Since Butterfly iQ started shipping in October 2018, following US Food and Drug Administration 510(k) clearance in October 2017, it has seen rapid adoption by primary care doctors, emergency medical doctors and other practitioners. This year, Butterfly Network introduced its second-generation product, Butterfly iQ+, which has a smaller probe head, a longer battery life, faster frame rate and longer continuous run time.
In the last 18 months, the company has sold more than 30,000 Butterfly iQ and iQ+ devices in 22 countries, including in Europe, where it received the CE mark in April 2019. It also sells its devices in Canada, New Zealand and Australia.
The device retails for $1,999 with an additional subscription fee for the associated software starting at $420 a year.

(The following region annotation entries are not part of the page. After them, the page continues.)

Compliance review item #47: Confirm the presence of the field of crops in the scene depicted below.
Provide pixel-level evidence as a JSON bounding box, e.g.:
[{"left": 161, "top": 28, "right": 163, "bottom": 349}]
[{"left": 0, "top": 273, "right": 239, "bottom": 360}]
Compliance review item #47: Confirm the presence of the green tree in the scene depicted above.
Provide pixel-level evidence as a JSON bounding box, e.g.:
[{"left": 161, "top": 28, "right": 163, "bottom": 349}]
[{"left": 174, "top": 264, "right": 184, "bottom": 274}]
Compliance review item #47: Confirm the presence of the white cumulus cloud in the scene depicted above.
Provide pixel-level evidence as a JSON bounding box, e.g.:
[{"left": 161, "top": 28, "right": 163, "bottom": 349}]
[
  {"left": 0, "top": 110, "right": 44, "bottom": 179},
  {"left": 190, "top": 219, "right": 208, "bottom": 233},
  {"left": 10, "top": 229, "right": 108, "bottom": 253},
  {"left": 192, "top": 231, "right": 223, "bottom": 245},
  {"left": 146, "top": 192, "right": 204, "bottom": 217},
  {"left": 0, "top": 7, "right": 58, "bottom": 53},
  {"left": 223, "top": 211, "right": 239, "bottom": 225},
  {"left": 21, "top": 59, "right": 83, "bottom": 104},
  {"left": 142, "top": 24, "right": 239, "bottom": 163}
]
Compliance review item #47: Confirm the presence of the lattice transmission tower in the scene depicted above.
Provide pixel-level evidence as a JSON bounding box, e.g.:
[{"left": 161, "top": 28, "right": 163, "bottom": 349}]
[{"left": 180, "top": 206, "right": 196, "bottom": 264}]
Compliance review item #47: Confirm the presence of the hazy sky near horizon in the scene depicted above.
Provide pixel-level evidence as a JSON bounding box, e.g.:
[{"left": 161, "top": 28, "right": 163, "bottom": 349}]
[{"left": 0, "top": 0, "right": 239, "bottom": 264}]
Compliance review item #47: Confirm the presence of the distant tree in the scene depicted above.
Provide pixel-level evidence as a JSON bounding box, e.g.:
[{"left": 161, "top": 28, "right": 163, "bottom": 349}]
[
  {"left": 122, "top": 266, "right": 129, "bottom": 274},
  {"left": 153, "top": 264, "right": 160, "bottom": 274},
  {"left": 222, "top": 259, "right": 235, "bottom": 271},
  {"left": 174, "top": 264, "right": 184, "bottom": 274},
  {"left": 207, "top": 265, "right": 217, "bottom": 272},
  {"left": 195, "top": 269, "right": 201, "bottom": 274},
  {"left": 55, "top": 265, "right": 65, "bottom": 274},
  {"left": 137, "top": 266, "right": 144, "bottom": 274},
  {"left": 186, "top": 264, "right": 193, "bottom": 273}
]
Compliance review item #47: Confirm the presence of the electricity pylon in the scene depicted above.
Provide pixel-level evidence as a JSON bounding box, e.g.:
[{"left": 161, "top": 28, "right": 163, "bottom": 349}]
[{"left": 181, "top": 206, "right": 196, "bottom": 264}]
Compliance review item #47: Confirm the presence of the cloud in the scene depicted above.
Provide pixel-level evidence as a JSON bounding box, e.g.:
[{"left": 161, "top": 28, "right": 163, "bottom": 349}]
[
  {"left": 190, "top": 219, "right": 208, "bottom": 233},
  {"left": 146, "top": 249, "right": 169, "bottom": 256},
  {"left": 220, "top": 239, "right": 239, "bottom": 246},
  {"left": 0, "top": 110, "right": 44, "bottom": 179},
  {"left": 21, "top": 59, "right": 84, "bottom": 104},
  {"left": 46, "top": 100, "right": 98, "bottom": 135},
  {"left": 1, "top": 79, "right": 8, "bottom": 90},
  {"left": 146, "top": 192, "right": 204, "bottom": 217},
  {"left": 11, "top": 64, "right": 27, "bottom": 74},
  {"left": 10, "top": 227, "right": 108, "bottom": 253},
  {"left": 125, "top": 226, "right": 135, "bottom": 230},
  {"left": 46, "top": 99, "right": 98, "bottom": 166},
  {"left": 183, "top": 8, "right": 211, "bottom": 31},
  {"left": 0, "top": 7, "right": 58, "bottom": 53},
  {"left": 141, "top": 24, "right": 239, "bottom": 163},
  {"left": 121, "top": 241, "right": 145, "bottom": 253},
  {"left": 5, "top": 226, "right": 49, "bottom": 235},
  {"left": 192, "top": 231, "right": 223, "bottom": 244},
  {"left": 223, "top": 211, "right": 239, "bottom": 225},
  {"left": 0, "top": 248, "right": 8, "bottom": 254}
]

Traditional ultrasound machines cost tens of thousands of dollars, Faracci pointed out
“We’ve been very successful in the last two years [with the e-commerce model] and sold more than any other player,” he said.
This year, the company will use a sales force to target large-scale institutions. This will be more complex, requiring software that integrates with hospital systems, such as electronic medical records systems, as well as third-party devices, including medical technologies.
The company said it is addressing an $8bn global market for ultrasounds, which does not account for the two-thirds of the global population that does not have access to medical imaging. Faracci said the company was not the first player on the market, which he described as advantageous, “because the market has been created by other players and the benefits have been understood.” Other companies that developed handheld ultrasound devices include Philips Healthcare (Lumify) and Exo Imaging, Inc. (Exo pMUT), but the overall penetration for handheld devices is low at less than 3% globally, he noted. (Also see "Start-Up Spotlight: Exo Hopes To Democratize Ultrasound With Handheld Device" - Medtech Insight, 24 Aug, 2020.)
“This is a very mission-driven company – we believe that innovation should be delivered at the lower end of the cost, so it can be democratized.” – Laurent Faracci
Ultimately, it hopes to reach more than 40 million global health care practitioners in various care settings such as private clinics, urgent care, dialysis centers, long-term care facilities and others.
Entering Home Market In 2021
Faracci said the home market is really the future of health care. The company intends to enter the home market with its core iQ+ product as early as 2021, under the supervision of a physician, and through its wearable product in 2023, pending FDA approvals.
“This is where we are on the care continuum from the very expensive labs, then hospitals into lower-cost settings and closer to the patients, and then eventually in the home using nurses first, but then eventually the patients’ self-scanning and eventually using a patch that will allow the patient to monitor his chronic condition,” he said.
Faracci declined to give a dollar figure for the total addressable home market. But he said it’s a “vast size” targeting more than 100 million patients with chronic disease in the US alone. The company is developing a wearable patch system that it hopes to bring into the home market in 2023.
The focus will be on three initial clinical applications: urinary incontinence, which address 25 million patients in the US; dialysis patients, which addresses more than 500,000 patients in the US; and chronic heart failure, which addresses more than 5 million patients in the US.
The aging population is a major contributor to the rising burden of chronic disease. According to the Centers for Disease and Control and Prevention, six in 10 US adults have a chronic disease today and four in 10 US adults have two or more chronic diseases, which are the leading drivers of the nation’s $3.5tn in annual health care costs.
The company is working with 40 non-governmental organizations (NGO) to bring its technology to provide critical care for populations that otherwise would not have access to imaging. The Gates Foundation has also been instrumental in that effort, Faracci said.
“This is a very mission-driven company – we believe that innovation should be delivered at the lower end of the cost, so it can be democratized,” he said.